These tips can help dealers maximize their profitability on the reconditioning process:
The first step always involves buying the “right” cars. In an effort to quickly fill their lots and close any gaps in inventory, dealers sometimes fail to take the time to do their homework. They ignore or fail to check resources such as CARFAX and AutoCheck and other reports that could signal that a car won’t be easy to turn a profit on. By neglecting this research, dealers end up with cars that cost far more to condition than they’d realized.
Begin with the end in mind
In addition to buying cars that meet a certain level of condition, dealers should only buy cars that have sufficient market appeal. They should take the time to consider whether the car will easily sell, even after reconditioning. This should be done as quickly as possible. Trade-ins can be somewhat more complicated than direct buys. Their retail potential should first be determined, followed by a daily review to determine exit strategies for that day’s trade-ins.
Establish a baseline reconditioning cost
The reconditioning process can be delayed if the work isn’t approved in a timely manner. Dealerships can successfully avoid this issue by establishing a baseline reconditioning cost for their vehicles. If reconditioning costs are expected to exceed this amount, managers should be alerted. They should respond quickly to texts or e-mails – ideally in less than two hours – to avoid delays. Reconditioning estimates should ultimately be matched against the final cost.

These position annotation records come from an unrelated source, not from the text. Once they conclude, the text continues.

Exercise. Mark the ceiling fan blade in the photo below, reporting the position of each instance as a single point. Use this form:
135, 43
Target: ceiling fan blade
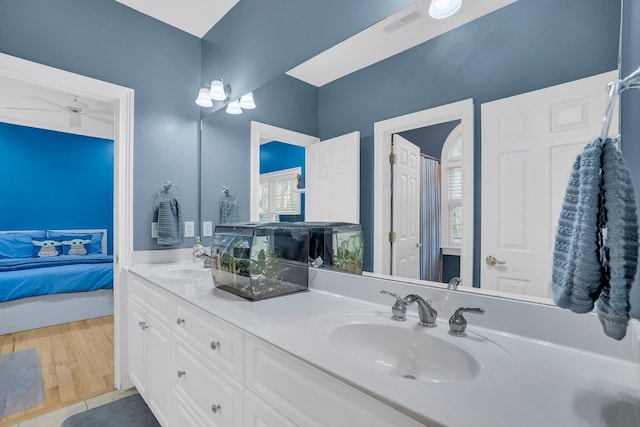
99, 111
31, 109
100, 119
75, 120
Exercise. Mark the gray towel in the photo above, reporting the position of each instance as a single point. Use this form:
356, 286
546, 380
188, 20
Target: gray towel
170, 225
596, 250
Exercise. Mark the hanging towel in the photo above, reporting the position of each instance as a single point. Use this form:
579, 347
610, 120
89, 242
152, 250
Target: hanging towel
596, 250
170, 225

Increase reconditioning speed
The speed at which cars are reconditioned vary widely from one dealer to another. For some, repair jobs directly from customers understandably take a higher priority, pushing reconditioning efforts to the back of the line. Dealers can successfully handle this by creating a dedicated team to focus on reconditioning work that’s thorough as well as fast. Bonuses linked to speed and efficiency will give the team further incentive to streamline the process and work more quickly.
Cut costs effectively
Parts and labor costs can have a significant effect on profit margins for reconditioned cars. Dealers can use quality non-OEM parts for high-volume replacement parts such as wiper blades and brake pads to reduce costs. They can also charge less than retail for labor. Even a small decrease from the regular retail rates will minimize the total amount a dealer must recoup when selling the car. Finally, dealers should take a closer look at the cost of outside repairs such as small dent repairs and upholstery work. Additional oversight for these third-party vendors should emphasize doing what’s needed to make the car safe and attractive, but not overdoing the work.
Implementing these best practices will help dealers make the best decisions about which cars to buy as well as streamlining and increasing the profitability of their reconditioning processes. After putting these practices into place, dealers should periodically evaluate their success and make adjustments as needed.